Christine de France souhaite maintenir les liens entre Savoie et France et envisage de marier son fils Charles-Emmanuel II avec Marie-Jeanne Baptiste, mais le ministre de Louis XIV, le cardinal de Mazarin s’y oppose trouvant à la jeune fille un caractère trop affirmé, et souhaitant une épouse plus docile.

Il propose Françoise-Madeleine d’Orléans, cousine de Louis XIV, tandis que Marie-Jeanne est fiancée au Charles de Lorraine, neveu et héritier du duc de Lorraine Charles IV. Mais les fiançailles sont rompues lorsqu’il apparaît que Charles IV a signé le traité de Montmartre assujettissant la Lorraine à la France et que la famille ducale doive s’exiler.

Pendant ce temps Françoise-Madeleine d’Orléans meurt et le mariage redevient à l’ordre du jour, d’autant plus que Mazarin aussi rendu l’âme.

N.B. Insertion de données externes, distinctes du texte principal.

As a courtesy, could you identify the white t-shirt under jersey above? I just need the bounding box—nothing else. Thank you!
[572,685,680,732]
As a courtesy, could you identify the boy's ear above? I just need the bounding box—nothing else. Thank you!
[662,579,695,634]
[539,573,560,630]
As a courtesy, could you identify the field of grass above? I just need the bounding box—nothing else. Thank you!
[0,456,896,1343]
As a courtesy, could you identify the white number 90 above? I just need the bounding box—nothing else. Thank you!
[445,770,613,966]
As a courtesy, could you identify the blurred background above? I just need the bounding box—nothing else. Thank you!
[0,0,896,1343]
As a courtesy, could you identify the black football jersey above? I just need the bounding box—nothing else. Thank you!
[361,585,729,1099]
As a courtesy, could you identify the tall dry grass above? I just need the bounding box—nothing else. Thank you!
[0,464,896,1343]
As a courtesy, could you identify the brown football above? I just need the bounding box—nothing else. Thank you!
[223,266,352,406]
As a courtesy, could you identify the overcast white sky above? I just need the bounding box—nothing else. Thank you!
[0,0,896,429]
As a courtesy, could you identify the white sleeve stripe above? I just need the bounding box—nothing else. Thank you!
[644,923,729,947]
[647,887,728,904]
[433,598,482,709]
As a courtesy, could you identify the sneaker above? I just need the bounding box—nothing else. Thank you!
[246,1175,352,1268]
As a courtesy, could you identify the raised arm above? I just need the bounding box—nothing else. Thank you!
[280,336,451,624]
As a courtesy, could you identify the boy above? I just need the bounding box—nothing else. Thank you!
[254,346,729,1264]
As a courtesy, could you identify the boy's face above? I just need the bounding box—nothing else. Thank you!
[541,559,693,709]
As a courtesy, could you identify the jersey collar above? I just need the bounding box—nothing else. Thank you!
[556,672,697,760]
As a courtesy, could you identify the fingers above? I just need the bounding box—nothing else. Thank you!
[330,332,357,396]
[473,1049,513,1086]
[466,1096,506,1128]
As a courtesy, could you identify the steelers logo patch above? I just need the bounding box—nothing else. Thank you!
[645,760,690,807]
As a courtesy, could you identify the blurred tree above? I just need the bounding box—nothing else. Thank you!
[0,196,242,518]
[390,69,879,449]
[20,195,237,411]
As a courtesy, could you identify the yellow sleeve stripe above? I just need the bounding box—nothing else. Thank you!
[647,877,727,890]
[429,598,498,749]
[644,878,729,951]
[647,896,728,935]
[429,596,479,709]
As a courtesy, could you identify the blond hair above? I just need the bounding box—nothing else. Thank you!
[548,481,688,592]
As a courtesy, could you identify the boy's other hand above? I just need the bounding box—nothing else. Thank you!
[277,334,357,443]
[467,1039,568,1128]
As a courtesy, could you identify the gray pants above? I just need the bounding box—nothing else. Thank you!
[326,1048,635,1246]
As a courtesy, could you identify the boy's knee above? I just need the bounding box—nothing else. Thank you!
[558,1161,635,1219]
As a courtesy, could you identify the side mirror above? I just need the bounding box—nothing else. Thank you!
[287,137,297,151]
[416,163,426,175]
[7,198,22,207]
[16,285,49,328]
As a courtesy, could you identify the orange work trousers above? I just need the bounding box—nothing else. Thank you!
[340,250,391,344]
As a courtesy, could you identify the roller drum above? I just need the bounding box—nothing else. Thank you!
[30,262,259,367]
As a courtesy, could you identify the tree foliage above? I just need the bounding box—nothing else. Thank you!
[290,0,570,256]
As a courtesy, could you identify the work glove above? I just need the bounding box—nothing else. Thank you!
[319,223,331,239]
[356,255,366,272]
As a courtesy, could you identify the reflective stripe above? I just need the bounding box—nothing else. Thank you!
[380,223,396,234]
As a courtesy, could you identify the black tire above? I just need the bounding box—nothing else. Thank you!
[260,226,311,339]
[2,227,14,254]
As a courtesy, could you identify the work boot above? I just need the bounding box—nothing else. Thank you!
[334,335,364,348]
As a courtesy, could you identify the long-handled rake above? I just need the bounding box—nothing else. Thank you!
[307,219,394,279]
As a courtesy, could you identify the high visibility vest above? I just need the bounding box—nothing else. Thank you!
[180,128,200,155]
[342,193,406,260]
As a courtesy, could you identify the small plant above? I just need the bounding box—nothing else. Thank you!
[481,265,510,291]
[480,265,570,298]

En 1675, elle assure la régence de leur fils unique Victor-Amédée. Ambitieuse et souhaitant garder le gouvernement de la Savoie, elle envisage le mariage de son fils avec sa nièce l’héritière du Portugal Isabelle Louise Josepha, fille de Pierre II et Marie-Françoise de Savoie Nemours ce qui aurait obligé son fil à se rendre au Portugal. Mais sans succès.

Finalement, par un coup de force Victor-Amédée enlève le gouvernement à sa mère, mais pour garder de bonnes relations avec la France, il épouse une nièce de Louis XIV, Anne-Marie d’Orléans.

Comme sa belle-mère, la cour de Savoie lui donnera le titre de « Madame Royale ».